Autism and a False Trans Self-Diagnosis
My Daughter's Story
Seven years ago, my 19 year old daughter decided she was trans. When I found out, I immediately talked with her about why I did NOT think she was a 'he'. She lived with us so that helped me to be able to keep the conversation going. I let her know that as her mother I knew her pretty well, and what I saw was a confused young woman trying to find her way in the world.
At that time, I did not know that she was also autistic. I knew she had social anxiety and probably ADHD. Oh, and depression. She definitely had that.
I asked her about her plans. She told me she had done the chest binding thing a couple times. I then explained to her how much damage that could do to her breasts. She told me she would stop, for now.
I talked with her about what testosterone could do to her health, especially over time. She had not gotten into doing that yet, thankfully.

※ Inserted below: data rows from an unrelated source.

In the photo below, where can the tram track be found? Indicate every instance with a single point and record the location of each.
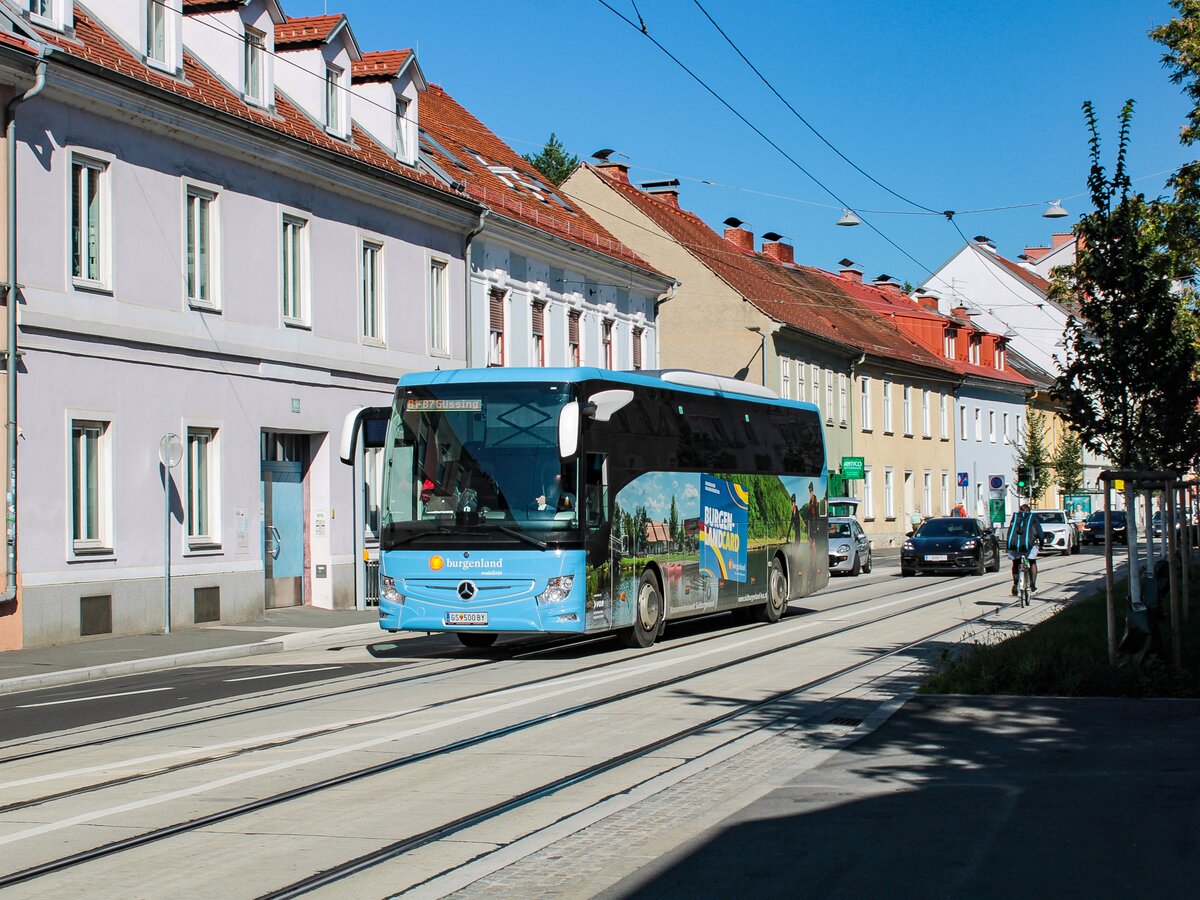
(276, 799)
(573, 642)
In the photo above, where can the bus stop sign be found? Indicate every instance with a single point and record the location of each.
(853, 468)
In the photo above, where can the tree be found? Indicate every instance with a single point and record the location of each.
(553, 161)
(1128, 382)
(1032, 454)
(1068, 463)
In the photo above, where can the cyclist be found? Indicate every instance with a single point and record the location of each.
(1025, 537)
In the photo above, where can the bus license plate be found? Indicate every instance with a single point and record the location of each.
(466, 618)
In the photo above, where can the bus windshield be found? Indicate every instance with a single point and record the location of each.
(479, 461)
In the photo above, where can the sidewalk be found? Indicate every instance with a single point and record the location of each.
(106, 658)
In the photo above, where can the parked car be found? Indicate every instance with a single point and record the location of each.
(850, 551)
(1061, 534)
(951, 544)
(1093, 528)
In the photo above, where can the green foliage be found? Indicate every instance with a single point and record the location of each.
(1032, 454)
(1128, 383)
(1068, 463)
(553, 161)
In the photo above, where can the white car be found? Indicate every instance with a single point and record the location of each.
(1061, 535)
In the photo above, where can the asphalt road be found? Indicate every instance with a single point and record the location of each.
(544, 766)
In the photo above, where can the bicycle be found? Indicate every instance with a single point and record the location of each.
(1023, 582)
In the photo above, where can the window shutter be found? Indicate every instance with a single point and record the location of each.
(497, 310)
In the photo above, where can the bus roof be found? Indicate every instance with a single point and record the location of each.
(671, 379)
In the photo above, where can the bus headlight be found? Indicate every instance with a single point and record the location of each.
(388, 592)
(557, 589)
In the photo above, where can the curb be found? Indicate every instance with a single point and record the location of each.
(295, 641)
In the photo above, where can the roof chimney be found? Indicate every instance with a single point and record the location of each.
(889, 285)
(616, 171)
(783, 253)
(741, 238)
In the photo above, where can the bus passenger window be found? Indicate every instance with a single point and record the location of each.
(597, 480)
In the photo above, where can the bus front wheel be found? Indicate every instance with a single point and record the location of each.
(647, 615)
(777, 593)
(477, 640)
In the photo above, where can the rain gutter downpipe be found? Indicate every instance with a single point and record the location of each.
(466, 258)
(10, 131)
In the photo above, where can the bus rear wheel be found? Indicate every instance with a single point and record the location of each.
(647, 613)
(477, 640)
(777, 594)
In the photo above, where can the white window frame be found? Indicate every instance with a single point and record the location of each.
(211, 540)
(102, 544)
(171, 34)
(295, 313)
(335, 102)
(372, 331)
(100, 166)
(253, 90)
(211, 193)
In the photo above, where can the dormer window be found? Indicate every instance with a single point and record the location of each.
(334, 100)
(255, 66)
(402, 129)
(162, 33)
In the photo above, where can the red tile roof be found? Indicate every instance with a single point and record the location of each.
(805, 299)
(382, 65)
(96, 46)
(906, 313)
(462, 135)
(305, 31)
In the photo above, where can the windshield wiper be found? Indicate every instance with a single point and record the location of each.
(522, 537)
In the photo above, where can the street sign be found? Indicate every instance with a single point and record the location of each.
(853, 468)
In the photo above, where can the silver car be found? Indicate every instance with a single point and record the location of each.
(1062, 537)
(850, 551)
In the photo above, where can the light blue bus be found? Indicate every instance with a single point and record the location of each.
(583, 501)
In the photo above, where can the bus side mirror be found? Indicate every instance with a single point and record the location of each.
(605, 405)
(569, 431)
(369, 421)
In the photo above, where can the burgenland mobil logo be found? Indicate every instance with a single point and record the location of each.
(438, 563)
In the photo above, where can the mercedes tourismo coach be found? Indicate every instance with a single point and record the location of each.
(585, 501)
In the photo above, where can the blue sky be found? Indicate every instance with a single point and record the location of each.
(955, 105)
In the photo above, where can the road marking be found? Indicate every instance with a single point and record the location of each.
(280, 675)
(99, 696)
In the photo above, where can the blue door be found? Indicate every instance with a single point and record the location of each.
(283, 538)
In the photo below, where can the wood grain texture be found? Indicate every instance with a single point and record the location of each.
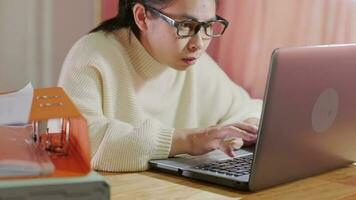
(338, 184)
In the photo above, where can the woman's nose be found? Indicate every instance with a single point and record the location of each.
(196, 42)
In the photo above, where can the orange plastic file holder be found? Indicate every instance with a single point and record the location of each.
(77, 162)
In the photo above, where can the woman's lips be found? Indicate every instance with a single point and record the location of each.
(189, 61)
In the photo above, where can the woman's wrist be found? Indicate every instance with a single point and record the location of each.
(182, 141)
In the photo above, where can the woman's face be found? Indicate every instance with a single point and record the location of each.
(162, 41)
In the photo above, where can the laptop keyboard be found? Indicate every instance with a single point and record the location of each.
(232, 167)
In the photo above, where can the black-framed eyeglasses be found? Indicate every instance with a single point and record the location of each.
(190, 27)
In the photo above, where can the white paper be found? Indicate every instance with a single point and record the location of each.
(15, 107)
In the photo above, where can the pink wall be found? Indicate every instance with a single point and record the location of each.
(259, 26)
(109, 8)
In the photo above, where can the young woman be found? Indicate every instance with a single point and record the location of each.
(148, 89)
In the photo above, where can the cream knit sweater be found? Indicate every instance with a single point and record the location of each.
(133, 104)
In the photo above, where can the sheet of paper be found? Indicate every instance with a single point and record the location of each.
(15, 107)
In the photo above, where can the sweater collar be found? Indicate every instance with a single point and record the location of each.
(143, 63)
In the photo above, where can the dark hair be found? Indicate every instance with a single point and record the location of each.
(125, 18)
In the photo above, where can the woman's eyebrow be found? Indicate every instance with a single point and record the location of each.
(194, 18)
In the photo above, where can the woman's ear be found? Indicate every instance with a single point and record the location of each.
(139, 13)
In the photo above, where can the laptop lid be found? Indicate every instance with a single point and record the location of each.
(308, 124)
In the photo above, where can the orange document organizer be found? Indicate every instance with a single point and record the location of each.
(53, 103)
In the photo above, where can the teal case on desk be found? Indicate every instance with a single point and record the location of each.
(90, 187)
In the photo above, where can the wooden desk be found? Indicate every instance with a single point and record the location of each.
(338, 184)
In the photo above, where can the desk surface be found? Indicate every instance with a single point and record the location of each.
(338, 184)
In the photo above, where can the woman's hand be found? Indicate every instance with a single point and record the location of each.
(253, 122)
(201, 141)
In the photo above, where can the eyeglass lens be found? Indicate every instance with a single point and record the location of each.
(189, 28)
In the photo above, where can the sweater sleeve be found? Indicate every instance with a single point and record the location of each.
(116, 146)
(242, 106)
(237, 103)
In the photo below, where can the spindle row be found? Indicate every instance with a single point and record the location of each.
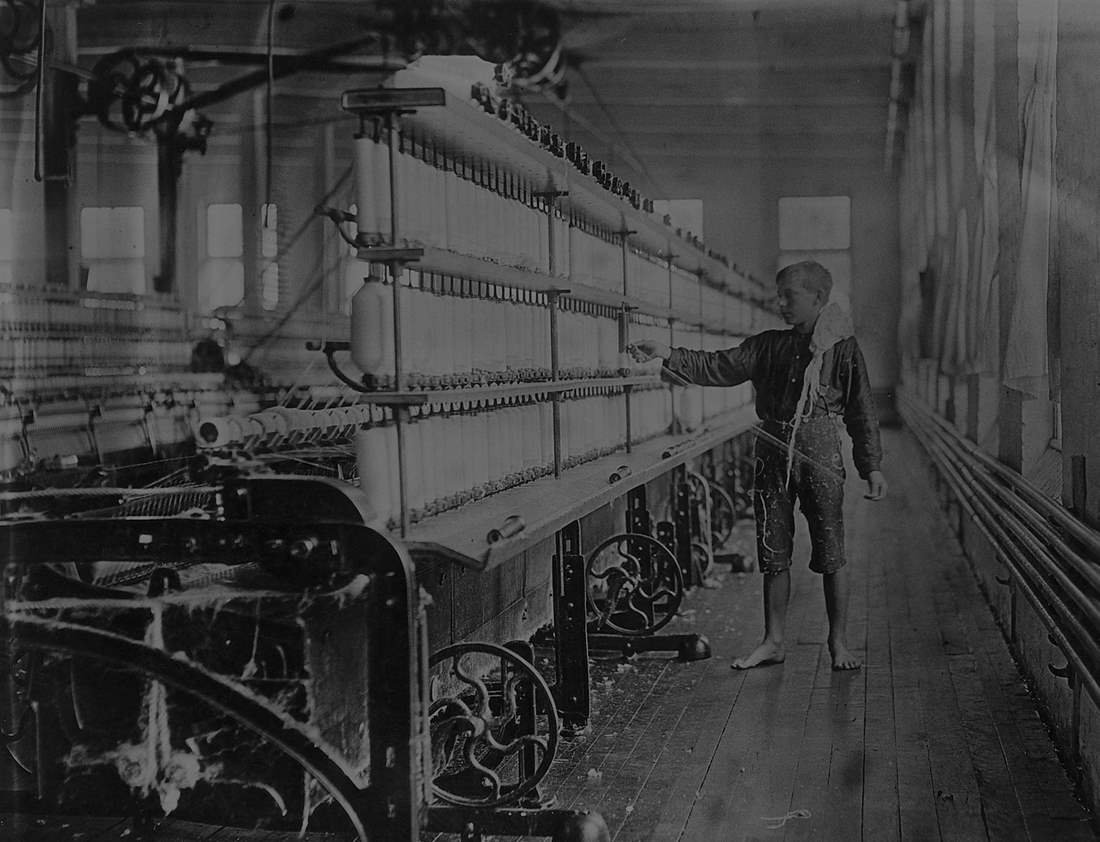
(479, 208)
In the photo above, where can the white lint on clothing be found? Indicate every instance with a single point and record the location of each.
(834, 325)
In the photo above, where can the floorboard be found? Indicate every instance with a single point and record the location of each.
(935, 740)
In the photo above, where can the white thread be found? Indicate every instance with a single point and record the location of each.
(778, 821)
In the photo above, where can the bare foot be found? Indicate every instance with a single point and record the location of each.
(843, 657)
(766, 653)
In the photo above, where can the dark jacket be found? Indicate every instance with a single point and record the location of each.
(774, 362)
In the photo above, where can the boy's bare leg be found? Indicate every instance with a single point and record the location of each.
(836, 607)
(777, 592)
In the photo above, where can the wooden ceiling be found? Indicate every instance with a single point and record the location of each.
(651, 83)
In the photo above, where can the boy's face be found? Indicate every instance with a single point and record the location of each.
(798, 305)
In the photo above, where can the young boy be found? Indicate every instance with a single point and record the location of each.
(806, 379)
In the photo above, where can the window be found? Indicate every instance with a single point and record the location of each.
(268, 251)
(7, 245)
(112, 249)
(814, 222)
(817, 228)
(221, 274)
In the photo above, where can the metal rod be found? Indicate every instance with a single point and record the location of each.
(399, 418)
(629, 434)
(395, 266)
(987, 522)
(554, 371)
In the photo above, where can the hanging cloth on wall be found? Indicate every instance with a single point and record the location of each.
(1025, 359)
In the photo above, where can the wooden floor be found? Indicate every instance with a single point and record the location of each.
(934, 739)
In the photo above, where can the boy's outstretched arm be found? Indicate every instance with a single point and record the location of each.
(683, 365)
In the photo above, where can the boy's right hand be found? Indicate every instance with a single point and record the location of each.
(645, 350)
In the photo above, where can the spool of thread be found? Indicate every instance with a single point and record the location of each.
(619, 473)
(372, 328)
(373, 460)
(512, 526)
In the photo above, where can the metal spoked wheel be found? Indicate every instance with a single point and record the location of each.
(52, 637)
(494, 725)
(635, 586)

I explained that there is a broad range and type of femininity in women. It doesn't change the fact that they ARE all women. As we discussed things, I slowly found out that she had been bullied online because of her height (she's 6'2") and because she does not use makeup or wear dresses.
We talked together about her childhood. She was into animals then and beanie babies, not stereotypical girly things, but not boy things either. I told her that widespread transgenderism for women is a relatively new phenomenon, mostly since social media has come about.
And I also talked with her about my own personal experience of having a double mastectomy due to cancer many years ago. This helped her to realize that even without breasts, her mom is still a woman!
Thankfully, after many months, she recognized that she is in fact not trans. She did not have to try to change her body to match what others thought she should be. And when we found out she was autistic, it all clicked for her.
Autism makes it hard for people to fit in, to know who they are in their own skin. Currently, she identifies as a woman who is bisexual. And I'm totally okay with that.
My heart goes out to all parents out there struggling with losing their daughters. If you are in this position, don't give up on her, love her, and help her to see that SHE is beautiful (and feminine) in her own way!